Допив остатки кофе, она широко улыбается, перед тем как встать на ноги и открыть входные двери магазина. Не пройдёт и десяти минут, как у дверей выстроится очередь. Весь город, да нет, вся страна, любит «Кофе & Пирожные Эмили». Я никогда их не пробовал, но, по словам Клайда, в этом я совершил смертный грех. Я умело избегаю соблазна, и я говорю не о кофе и булочках.

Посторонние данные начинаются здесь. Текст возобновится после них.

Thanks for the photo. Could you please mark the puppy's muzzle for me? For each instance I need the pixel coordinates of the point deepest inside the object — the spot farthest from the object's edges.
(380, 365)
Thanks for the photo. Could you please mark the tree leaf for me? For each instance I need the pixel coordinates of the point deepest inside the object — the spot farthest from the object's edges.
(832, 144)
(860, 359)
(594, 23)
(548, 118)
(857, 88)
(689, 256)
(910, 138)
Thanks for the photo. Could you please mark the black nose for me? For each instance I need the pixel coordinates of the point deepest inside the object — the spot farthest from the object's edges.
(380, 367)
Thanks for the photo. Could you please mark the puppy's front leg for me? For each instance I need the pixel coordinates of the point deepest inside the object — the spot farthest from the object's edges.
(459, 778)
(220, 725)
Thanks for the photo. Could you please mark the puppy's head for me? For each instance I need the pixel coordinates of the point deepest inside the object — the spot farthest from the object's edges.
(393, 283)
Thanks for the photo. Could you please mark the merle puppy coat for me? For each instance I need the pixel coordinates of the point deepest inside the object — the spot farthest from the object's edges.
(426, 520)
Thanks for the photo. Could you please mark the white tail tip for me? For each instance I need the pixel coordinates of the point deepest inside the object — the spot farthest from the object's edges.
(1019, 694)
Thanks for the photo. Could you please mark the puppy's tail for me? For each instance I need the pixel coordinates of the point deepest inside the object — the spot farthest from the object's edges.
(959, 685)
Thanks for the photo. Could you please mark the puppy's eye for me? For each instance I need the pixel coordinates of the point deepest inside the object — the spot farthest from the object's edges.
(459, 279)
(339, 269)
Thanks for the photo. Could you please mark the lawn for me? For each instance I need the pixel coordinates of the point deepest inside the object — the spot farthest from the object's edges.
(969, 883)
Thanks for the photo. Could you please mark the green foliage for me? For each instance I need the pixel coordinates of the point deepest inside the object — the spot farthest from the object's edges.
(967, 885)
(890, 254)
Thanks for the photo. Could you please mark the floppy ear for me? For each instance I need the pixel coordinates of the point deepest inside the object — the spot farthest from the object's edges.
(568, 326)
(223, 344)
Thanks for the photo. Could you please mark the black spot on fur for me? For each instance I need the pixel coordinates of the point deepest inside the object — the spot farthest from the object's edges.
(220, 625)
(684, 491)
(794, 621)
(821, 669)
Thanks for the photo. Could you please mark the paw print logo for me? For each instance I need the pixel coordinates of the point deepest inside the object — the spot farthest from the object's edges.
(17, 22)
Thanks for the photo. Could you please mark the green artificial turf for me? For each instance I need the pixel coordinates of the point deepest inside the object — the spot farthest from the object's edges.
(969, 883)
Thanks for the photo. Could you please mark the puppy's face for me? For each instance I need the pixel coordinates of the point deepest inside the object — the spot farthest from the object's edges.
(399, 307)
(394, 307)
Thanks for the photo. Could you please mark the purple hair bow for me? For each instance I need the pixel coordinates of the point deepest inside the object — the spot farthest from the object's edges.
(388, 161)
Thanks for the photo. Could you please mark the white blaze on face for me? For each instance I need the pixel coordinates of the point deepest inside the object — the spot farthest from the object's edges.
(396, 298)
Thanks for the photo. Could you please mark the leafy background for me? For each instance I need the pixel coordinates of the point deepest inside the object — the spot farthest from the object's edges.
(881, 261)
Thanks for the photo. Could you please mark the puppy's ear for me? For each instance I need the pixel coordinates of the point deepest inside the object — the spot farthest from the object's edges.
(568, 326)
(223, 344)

Очередь начинает собираться, и я сосредотачиваюсь на книжных полках. В моем магазине находятся четыре полки из ясеня. Они выглядят почти законченными, когда я начинаю вырезать сложные украшения, которые потом закреплю вокруг них.

Мой взгляд всё ещё блуждает, когда дверь Эмили открывается. Я даже не замечаю, что делаю. В один прекрасный день я отхвачу себе палец, если не перестану пялиться на неё как одержимый. Может быть, тогда я прекращу. А пока, я буду смотреть на её стекла и тёмно-вишнёвую дверь.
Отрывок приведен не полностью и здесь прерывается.